From: Leigh Johnston on


"Daniel T." <daniel_t(a)earthlink.net> wrote in message
news:daniel_t-F52648.16462631052010(a)70-3-168-216.pools.spcsdns.net...
> In article <j9OdnTjci7caiJnRnZ2dnUVZ8k-dnZ2d(a)giganews.com>,
> "Leigh Johnston" <leigh(a)i42.co.uk> wrote:
>
>> "Daniel T." <daniel_t(a)earthlink.net> wrote in message
>> news:daniel_t-C210FF.15502731052010(a)70-3-168-216.pools.spcsdns.net...
>> > "Leigh Johnston" <leigh(a)i42.co.uk> wrote:
>> >> "Daniel T." <daniel_t(a)earthlink.net> wrote:
>> >>
>> >> > CodePoint and UTF32[N] are two representations that both refer to
>> >> > the same piece of knowledge. Why the unnecessary duplication?
>> >>
>> >> It is not unnecessary *if* there is a noticeable performance
>> >> improvement. I agree however that premature optimization should be
>> >> avoided (obviously) which is why profiling should be performed
>> >
>> > I'm glad we agree that the code in question is probably an unnecessary
>> > optimization.
>>
>> I didn't say that, it is unclear if the optimization is necessary and
>> whether or not it is can be determined through profiling and/or examining
>> the compiler's assembler output.
>
> Fine, but you do agree that it is an optimization, the only doubt you
> hold here is whether or not it is necessary. Since no tests have been
> presenting showing that code without the extra variable needs
> optimizing, this is by definition, a premature optimization.

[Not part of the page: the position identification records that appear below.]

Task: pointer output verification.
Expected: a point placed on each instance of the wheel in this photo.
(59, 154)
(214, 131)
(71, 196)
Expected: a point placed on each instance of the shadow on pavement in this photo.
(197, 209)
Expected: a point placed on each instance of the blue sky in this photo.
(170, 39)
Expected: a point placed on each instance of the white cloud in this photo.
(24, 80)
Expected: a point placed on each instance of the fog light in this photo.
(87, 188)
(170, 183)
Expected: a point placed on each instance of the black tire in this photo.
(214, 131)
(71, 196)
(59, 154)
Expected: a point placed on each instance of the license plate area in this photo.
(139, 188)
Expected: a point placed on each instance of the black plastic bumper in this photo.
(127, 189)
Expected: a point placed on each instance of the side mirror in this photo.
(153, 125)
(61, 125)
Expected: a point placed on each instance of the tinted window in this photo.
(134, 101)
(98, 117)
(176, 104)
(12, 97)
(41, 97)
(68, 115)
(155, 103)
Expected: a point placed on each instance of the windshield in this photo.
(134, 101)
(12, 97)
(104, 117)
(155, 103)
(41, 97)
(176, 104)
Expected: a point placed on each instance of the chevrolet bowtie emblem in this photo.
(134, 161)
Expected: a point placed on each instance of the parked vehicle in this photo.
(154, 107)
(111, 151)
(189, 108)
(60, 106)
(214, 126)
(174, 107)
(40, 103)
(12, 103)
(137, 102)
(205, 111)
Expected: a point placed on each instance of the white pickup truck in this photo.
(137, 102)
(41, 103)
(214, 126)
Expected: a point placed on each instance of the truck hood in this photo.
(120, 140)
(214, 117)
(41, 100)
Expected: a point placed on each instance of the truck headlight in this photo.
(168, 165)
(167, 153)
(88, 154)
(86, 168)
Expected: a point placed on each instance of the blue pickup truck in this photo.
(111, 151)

No, using a temporary has no downsides (is at worst harmless) and yet could
be beneficial from a performance standpoint which makes it (in my book) a
win-win that doesn't deserve your criticism. I write such code quite a lot
(use a temporary to avoid multiple dereferences), call me biased if you
want.

/Leigh

From: Öö Tiib on
On 31 mai, 23:46, "Daniel T." <danie...(a)earthlink.net> wrote:
> In article <j9OdnTjci7caiJnRnZ2dnUVZ8k-dn...(a)giganews.com>,
>  "Leigh Johnston" <le...(a)i42.co.uk> wrote:
> > "Daniel T." <danie...(a)earthlink.net> wrote in message
> >news:daniel_t-C210FF.15502731052010(a)70-3-168-216.pools.spcsdns.net...
> > > "Leigh Johnston" <le...(a)i42.co.uk> wrote:
> > >> "Daniel T." <danie...(a)earthlink.net> wrote:
> > >> > CodePoint and UTF32[N] are two representations that both refer to
> > >> > the same piece of knowledge. Why the unnecessary duplication?
> > >> It is not unnecessary *if* there is a noticeable performance
> > >> improvement.  I agree however that premature optimization should be
> > >> avoided (obviously) which is why profiling should be performed
> > > I'm glad we agree that the code in question is probably an unnecessary
> > > optimization.
> > I didn't say that, it is unclear if the optimization is necessary and
> > whether or not it is can be determined through profiling and/or examining
> > the compiler's assembler output.
>
> Fine, but you do agree that it is an optimization, the only doubt you
> hold here is whether or not it is necessary. Since no tests have been
> presenting showing that code without the extra variable needs
> optimizing, this is by definition, a premature optimization.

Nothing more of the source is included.